Настасья Филипповна тоже громко плакала. А глядя на них, вдруг, и неожиданно для самой себя, взвыла толстая Куприянова.
Одна Пафнутьевна оставалась, по-видимому, спокойной. Она, кажется, совсем позабыла и горе своей Фимочки, и все обстоятельства, вошла совершенно в роль и наслаждалась впечатлением, которое производили ее причитания.
– А палачи-то, мужики рыжие, краснобородые; – почти пела она каким-то особенным тоном. – А в руках-то у них топорики вострые, а руки-то у них в алой крови человеческой, а и сидит там судия неправедный и как возговорит зычным голосом: «Ведите вы, палачи, раба Божия Митрия на казнь лютую, скрутите вы веревочку крепкую…»
– Да замолчишь ли ты, глупая баба! – воскликнул, наконец приходя в себя, Раф Родионович. – Жена, чего ты смотришь, совсем набаловали мы с тобой старуху.
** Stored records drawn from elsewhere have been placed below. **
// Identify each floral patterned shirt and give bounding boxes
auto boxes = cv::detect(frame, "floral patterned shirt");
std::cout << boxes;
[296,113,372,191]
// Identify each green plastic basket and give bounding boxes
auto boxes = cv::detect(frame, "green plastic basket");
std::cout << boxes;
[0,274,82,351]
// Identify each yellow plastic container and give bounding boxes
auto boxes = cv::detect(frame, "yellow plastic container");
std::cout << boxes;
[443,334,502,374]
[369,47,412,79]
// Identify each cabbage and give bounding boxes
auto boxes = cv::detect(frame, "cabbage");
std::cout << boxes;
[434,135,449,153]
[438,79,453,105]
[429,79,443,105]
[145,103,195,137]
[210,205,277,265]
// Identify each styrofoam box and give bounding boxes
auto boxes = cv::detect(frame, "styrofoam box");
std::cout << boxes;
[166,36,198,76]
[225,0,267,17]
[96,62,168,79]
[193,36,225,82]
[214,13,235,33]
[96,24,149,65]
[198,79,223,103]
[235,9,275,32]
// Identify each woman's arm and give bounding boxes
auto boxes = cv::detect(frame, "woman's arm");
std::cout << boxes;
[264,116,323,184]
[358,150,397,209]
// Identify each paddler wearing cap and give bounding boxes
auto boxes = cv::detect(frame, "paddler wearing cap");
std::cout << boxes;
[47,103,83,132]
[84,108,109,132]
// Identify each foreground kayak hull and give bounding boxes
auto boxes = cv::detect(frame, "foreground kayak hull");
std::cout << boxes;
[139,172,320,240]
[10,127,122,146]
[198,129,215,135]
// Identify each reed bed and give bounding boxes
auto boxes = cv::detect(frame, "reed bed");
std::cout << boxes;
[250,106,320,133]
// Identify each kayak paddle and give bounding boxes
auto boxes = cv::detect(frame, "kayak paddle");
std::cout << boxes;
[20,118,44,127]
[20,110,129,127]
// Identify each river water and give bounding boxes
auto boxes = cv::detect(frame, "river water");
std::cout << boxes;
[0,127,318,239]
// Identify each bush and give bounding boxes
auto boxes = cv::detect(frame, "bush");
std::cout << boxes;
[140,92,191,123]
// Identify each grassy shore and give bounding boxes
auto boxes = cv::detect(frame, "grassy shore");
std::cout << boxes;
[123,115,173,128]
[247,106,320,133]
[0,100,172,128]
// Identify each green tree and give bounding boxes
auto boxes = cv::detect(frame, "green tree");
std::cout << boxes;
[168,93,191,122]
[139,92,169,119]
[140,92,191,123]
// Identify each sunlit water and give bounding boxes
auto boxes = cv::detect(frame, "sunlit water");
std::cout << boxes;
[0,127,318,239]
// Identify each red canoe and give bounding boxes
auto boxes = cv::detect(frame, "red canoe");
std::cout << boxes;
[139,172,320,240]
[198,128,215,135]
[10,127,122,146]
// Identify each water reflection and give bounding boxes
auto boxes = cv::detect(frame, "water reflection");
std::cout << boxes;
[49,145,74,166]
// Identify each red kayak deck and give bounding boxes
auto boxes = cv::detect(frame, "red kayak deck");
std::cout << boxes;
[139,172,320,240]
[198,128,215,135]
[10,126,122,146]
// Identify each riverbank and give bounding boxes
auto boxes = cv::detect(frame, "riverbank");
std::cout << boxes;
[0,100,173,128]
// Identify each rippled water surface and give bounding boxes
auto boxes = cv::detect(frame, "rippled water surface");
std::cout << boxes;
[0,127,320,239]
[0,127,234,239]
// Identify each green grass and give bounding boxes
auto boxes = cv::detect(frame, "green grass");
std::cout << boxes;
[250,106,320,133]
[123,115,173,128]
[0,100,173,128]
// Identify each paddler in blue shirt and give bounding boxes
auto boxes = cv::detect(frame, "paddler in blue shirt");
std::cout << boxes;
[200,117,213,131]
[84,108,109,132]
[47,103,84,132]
Что о нас Матрена Ивановна подумает?!
Но Матрена Ивановна ничего не думала. Она стояла перед Пафнутьевной, пристально следя за каждым страшным словом, вырывавшимся из ее старого, беззубого рта, и с наслаждением подвывала в такт ее причитаниям.
– Батюшка, к тебе посланец от боярина Пушкина, – вбегая, крикнул встревоженный Андрей.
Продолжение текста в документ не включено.